Why and when you usually refactor the code? When you have some “common piece”, which does “the same thing”, which “can be reused” and thereby “should be isolated into a separate function”.
Why and when we use the database functions? When we want to make it easier for the user to execute a complex SQL statement, most often – to substitute multiple SELECT statements with one, either generating the statement or calling it with a parameter, and in any case “retrieving all data in one shot”. Which means, that the stored procedure or function should be customized for a very specific need of a particular query. In most cases we can’t reuse the functions, we can only reuse the principles and approaches . Each time you try to break a database function into smaller pieces, you actually destroy the whole purpose of this function.
So – does it mean that writing a db function is always a craftsmanship, and it always should be “build to order”, and you can never reuse what you wrote before? Yes and no. Last week I had to perfect examples of how you actually can reuse a db function – you just need to thing a little bit differently about it.
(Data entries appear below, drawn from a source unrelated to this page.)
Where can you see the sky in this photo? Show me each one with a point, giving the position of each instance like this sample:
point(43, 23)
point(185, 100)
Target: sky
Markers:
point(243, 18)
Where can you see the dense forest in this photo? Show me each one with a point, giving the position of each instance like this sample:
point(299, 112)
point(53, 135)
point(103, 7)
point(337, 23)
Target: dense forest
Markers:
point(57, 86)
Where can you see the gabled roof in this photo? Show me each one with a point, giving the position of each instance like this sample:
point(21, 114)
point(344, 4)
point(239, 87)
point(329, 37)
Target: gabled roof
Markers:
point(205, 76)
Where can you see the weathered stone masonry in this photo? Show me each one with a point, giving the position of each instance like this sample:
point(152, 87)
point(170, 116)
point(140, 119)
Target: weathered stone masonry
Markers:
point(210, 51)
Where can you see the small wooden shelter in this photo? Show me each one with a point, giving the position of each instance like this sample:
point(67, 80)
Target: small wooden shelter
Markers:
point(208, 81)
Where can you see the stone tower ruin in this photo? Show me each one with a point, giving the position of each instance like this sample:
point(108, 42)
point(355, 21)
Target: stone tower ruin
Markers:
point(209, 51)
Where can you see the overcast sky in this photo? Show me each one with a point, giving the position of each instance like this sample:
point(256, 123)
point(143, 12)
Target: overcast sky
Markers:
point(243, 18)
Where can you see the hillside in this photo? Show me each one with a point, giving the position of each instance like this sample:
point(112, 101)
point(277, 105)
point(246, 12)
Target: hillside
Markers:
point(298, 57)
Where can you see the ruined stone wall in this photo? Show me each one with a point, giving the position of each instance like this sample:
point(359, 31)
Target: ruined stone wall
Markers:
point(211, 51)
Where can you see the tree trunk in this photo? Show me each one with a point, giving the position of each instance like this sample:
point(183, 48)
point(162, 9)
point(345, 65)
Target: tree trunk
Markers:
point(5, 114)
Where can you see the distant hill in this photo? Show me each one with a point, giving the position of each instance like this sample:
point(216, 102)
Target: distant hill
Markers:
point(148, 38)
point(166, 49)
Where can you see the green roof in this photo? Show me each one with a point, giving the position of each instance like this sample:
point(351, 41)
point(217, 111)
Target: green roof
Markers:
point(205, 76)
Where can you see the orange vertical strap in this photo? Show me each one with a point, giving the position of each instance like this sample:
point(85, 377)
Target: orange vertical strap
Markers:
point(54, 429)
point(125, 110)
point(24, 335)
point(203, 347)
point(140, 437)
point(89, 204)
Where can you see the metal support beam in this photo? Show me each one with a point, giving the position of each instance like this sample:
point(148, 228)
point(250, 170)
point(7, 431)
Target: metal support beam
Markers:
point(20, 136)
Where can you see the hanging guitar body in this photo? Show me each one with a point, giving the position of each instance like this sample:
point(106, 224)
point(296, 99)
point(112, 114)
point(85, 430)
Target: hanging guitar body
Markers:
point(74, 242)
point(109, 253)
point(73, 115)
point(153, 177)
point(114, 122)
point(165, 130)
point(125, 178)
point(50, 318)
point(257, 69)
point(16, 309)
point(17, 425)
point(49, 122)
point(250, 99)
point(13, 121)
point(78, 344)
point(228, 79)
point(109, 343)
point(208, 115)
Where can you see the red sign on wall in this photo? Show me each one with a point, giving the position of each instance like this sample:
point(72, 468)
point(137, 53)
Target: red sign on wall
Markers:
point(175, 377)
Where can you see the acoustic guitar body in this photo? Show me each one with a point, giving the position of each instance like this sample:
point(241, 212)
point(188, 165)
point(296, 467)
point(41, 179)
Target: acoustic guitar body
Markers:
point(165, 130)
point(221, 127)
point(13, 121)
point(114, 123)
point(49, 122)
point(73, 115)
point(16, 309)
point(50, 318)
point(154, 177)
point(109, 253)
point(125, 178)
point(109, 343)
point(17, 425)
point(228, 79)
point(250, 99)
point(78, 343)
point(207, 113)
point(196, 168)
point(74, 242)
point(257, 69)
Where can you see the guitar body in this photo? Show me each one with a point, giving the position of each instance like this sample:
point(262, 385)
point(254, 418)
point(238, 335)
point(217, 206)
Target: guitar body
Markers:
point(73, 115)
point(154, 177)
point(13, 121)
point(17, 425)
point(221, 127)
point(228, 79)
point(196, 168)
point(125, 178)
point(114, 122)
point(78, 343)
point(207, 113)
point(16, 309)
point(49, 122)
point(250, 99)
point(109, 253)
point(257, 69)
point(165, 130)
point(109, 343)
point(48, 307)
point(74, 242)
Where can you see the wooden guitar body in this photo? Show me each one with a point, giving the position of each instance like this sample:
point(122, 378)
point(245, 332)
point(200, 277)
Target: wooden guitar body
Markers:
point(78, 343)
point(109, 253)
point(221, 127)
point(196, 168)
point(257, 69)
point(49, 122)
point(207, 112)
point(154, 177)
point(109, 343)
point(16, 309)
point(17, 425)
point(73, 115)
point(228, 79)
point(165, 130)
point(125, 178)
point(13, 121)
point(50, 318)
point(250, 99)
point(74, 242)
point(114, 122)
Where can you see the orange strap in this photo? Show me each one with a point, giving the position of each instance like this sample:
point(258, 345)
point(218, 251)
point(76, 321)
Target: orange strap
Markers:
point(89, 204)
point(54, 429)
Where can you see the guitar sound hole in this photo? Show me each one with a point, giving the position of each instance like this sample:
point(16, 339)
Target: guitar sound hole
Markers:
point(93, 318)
In both cases there was one of my relatively small but highly efficient functions – loan_payments. This function returns a set of records which contain payments for a loan, which number is defined by the function parameter. All our applications need this functionality, and the currently used methods are super-inefficient, since there are multiple database calls executed for each payment for a sole purpose to determine, whether it was processed, cancelled, returned, and what is the status code.
I am totally in love with this function, because it’s so nice, small and elegant, and produces a tremendous performance improvement, so when another team wanted to use it another application, I gladly blessed it.
You know, what happened next from my previous post, and let me stress, that the application developers involved in this project did exactly what is expected from the good app developer, but the opposite of what we need from the database developer perspective. Fortunately, we figured out the problem quite fast, and through last week I got a number of requests from this team to add more fields to the function output. Note, that adding fields didn’t hurt the function performance at all, and my own team didn’t need to change anything in our app. Our app just “does not know” about these extra fields.
The second situation was a little bit different. The db developer was researching a possibility of using the same function in another P&L. The problem was, that out of 7 tables involved in a join, which is the heart of this function, 3 should be different for this other P&L while the join logic is essentially the same.
Originally the database developer was going to create a new function, based on mine, or rather call another function inside the function body, if the P&L is different. But since all SELECT statements in our functions are generated (and turned out, it is better from performance perspective) I suggested to leave is as one function, keep the same select list (which is what we want anyways), to keep all complicated pagination as it is, and just when generating the FROM clause and JOIN conditions, to do it differently, based on the P&L. And this is effectively the “internal refactoring”, since we actually do reused the code, but within the same function and even within the same SQL statement :).